To uphold the agreement, the United States warned Venezuela that it must "define a specific timeline and process for the expedited reinstatement of all candidates" by the end of November, US Secretary of State Antony Blinken said.
"All who want to run for president should be allowed the opportunity," he said in a statement.
The agreement between Washington and Caracas comes just a day after the Venezuelan government and opposition reached a deal in Barbados, mediated by Norway, to hold elections in late 2024.
But that accord allows for the exclusion of certain candidates under Venezuelan law, which would include opposition frontrunner María Corina Machado.
US officials speaking on the condition of anonymity on Wednesday evening, however, said they believed Caracas was planning to eventually allow such candidates to participate.

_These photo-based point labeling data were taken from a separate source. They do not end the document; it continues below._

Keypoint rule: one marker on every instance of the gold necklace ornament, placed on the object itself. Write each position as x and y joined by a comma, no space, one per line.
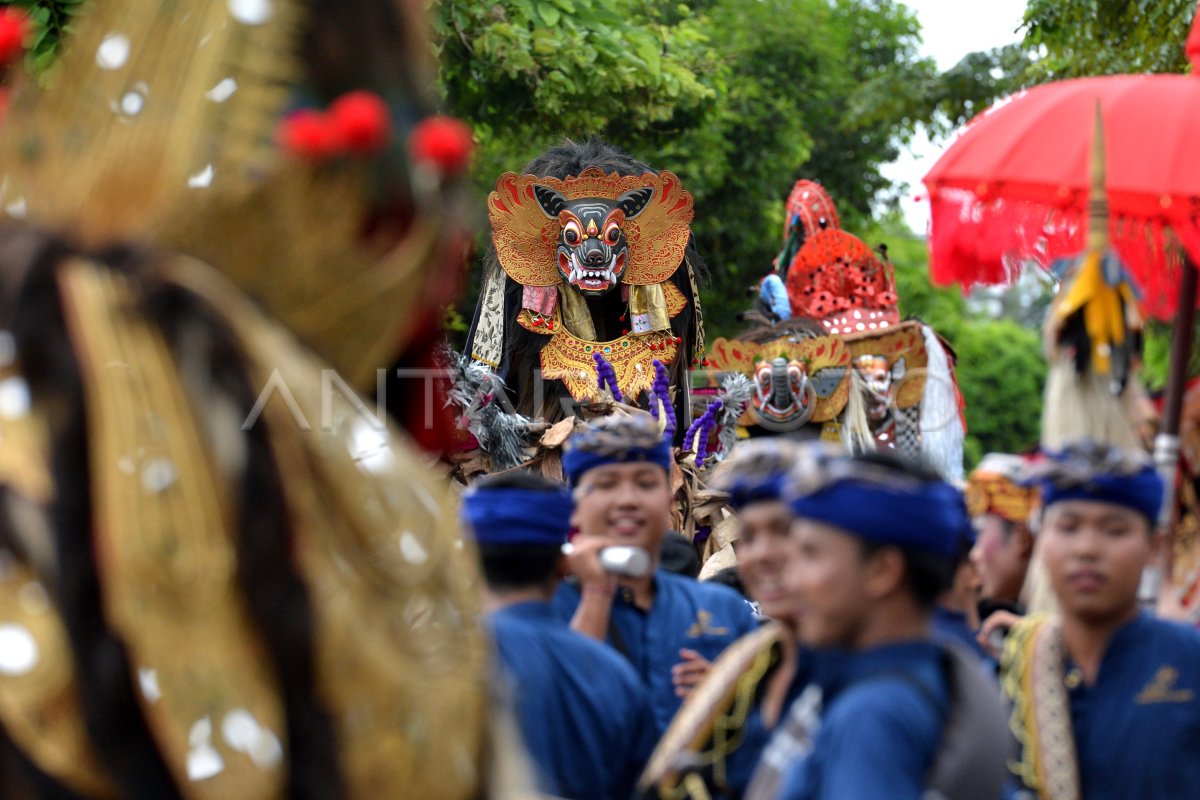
571,360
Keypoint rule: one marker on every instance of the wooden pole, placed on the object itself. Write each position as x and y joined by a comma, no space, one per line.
1167,443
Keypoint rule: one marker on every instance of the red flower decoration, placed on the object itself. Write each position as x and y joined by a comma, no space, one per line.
361,121
13,32
309,134
444,142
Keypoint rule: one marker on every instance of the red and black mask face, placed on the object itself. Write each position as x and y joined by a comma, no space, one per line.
592,246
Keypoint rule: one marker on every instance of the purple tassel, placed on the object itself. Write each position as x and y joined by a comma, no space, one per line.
703,427
606,376
661,390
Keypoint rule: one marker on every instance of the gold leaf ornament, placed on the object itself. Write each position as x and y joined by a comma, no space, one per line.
526,238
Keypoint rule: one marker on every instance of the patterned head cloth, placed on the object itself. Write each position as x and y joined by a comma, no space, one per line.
615,440
881,504
756,471
1087,470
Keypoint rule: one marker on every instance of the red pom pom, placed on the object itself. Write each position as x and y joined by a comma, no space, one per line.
13,31
361,121
309,134
444,142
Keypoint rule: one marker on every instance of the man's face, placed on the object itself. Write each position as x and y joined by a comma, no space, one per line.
831,577
1095,553
767,554
629,504
1000,557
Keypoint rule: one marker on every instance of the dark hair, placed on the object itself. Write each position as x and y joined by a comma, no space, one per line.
925,575
521,348
517,566
517,479
678,555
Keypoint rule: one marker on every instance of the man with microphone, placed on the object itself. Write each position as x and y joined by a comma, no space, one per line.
582,710
669,627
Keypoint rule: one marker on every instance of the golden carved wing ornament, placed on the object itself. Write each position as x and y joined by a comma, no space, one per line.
526,239
658,236
166,551
141,122
400,657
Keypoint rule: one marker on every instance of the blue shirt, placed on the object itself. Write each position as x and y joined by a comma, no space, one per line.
880,729
583,713
1138,727
739,765
774,295
952,626
685,614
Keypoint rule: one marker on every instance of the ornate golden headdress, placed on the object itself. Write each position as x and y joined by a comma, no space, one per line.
526,236
157,132
995,487
159,127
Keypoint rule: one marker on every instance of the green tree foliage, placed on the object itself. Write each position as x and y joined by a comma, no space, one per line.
1096,37
51,22
1092,37
999,366
738,97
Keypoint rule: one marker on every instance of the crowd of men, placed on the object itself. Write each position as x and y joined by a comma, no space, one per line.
857,665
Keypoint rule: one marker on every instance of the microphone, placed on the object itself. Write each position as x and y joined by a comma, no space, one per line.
625,561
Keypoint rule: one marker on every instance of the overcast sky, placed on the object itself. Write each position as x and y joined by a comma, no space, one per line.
949,30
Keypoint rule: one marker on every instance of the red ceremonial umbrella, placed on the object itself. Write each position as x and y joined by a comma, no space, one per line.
1013,188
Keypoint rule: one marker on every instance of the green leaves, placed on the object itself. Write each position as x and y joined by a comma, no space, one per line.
51,20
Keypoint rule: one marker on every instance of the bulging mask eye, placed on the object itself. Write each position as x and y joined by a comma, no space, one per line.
611,233
571,233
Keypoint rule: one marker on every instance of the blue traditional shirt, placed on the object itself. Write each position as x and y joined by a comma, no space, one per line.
685,614
813,666
773,294
880,729
585,715
1138,726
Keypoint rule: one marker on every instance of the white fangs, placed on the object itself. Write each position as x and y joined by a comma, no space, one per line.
591,277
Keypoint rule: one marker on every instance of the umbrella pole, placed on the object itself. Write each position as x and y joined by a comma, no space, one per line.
1167,443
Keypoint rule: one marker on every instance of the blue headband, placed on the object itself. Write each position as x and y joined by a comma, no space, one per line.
757,488
579,461
928,517
1141,491
513,516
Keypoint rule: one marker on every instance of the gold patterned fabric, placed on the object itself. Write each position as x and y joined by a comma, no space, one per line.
708,726
400,654
160,127
163,537
154,143
571,359
1032,675
995,493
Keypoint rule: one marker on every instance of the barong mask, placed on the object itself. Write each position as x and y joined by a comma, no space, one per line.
593,248
593,232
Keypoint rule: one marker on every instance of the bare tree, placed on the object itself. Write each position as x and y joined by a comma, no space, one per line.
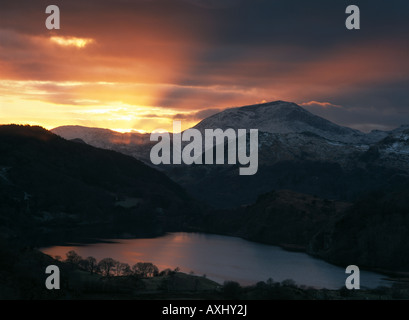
89,264
145,269
106,265
121,269
73,257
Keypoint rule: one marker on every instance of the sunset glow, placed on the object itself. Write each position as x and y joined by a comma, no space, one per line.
140,65
71,41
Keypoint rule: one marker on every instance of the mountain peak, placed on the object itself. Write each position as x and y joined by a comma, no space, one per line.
280,117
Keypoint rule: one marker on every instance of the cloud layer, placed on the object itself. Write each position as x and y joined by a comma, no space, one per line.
182,58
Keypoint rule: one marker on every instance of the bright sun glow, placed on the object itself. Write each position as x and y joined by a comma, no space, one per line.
71,41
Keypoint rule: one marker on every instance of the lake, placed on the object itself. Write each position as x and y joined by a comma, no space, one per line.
222,258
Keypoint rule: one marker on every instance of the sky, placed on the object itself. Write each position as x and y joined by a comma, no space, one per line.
139,64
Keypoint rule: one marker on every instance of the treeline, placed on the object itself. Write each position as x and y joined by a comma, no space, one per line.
109,267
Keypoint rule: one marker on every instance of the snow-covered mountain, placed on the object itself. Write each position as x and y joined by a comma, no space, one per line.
297,151
280,117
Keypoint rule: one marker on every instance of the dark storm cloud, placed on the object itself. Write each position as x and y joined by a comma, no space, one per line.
260,49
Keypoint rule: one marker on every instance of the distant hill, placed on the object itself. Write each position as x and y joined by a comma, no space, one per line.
298,151
66,188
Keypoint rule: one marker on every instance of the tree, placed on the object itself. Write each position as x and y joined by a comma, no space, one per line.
121,269
73,257
145,269
89,264
106,265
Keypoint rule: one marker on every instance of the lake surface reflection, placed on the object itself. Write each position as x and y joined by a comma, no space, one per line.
222,258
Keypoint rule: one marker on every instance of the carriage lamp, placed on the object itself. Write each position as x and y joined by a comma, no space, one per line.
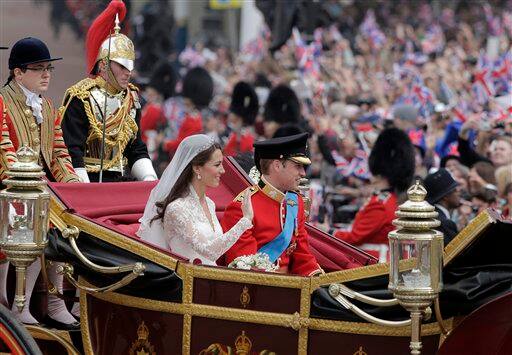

Blinken said "failure to abide by the terms of this arrangement will lead the United States to reverse steps we have taken."
Later in the day, five jailed opposition figures were released, according to a social media post by Gerardo Blyde, who represents the opposition in talks with the government.
Among them were journalist Roland Carreño and former lawmaker Juan Requesens, imprisoned in 2018 after an attack on Maduro.
Also on Wednesday, a charter flight from Texas arrived at Simón Bolívar International Airport in Caracas carrying about 130 Venezuelan migrants, the first such deportation flight following an agreement earlier this month between the two countries.
The deal provides for the "orderly, safe and legal repatriation" of undocumented Venezuelan migrants, who until now had been deported in small numbers on commercial flights, mixed in with regular passengers.
Oil, gas, gold
In concrete terms, the sanctions easing means the US government is re-authorizing the purchase of Venezuelan oil and gas for a period of six months, which may be renewed "only if Venezuela meets its commitments under the electoral roadmap as well as other commitments with respect to those who are wrongfully detained."
Regarding the gold sector, no time limit has been specified, with the Treasury Department stating it seeks to reduce black market trading.
Washington is also allowing renewed trading in Venezuelan debt securities on the secondary market, although the ban on the primary market – meaning debt securities newly issued by the Venezuelan government – remains in force.
The easing of sanctions on Venezuelan oil had been eagerly awaited by the markets, leading to a fall in the price per barrel despite the war between Israel and Hamas and the risk of escalation in the Middle East.
An exact election date will be defined by the country's National Electoral Council, according to the text of the deal.
The two sides had resumed talks seeking to end the country's political and economic crisis, after a nearly yearlong suspension.
The opposition, backed by several countries including the United States, did not recognize Maduro's 2018 re-election in a vote widely dismissed as fraudulent.
The following year, Washington ramped up sanctions against Caracas first imposed in 2015 over the brutal repression of anti-government protests.
But the energy crisis sparked by Russia's war on Ukraine saw renewed global efforts to solve the crisis in Venezuela, which has the world's largest oil reserves.
Last year, US delegates went to Caracas to meet Maduro, even though Washington does not recognise him as a legitimate leader.
After initial talks between the government and the opposition, Washington granted a six-month licence to US energy giant Chevron.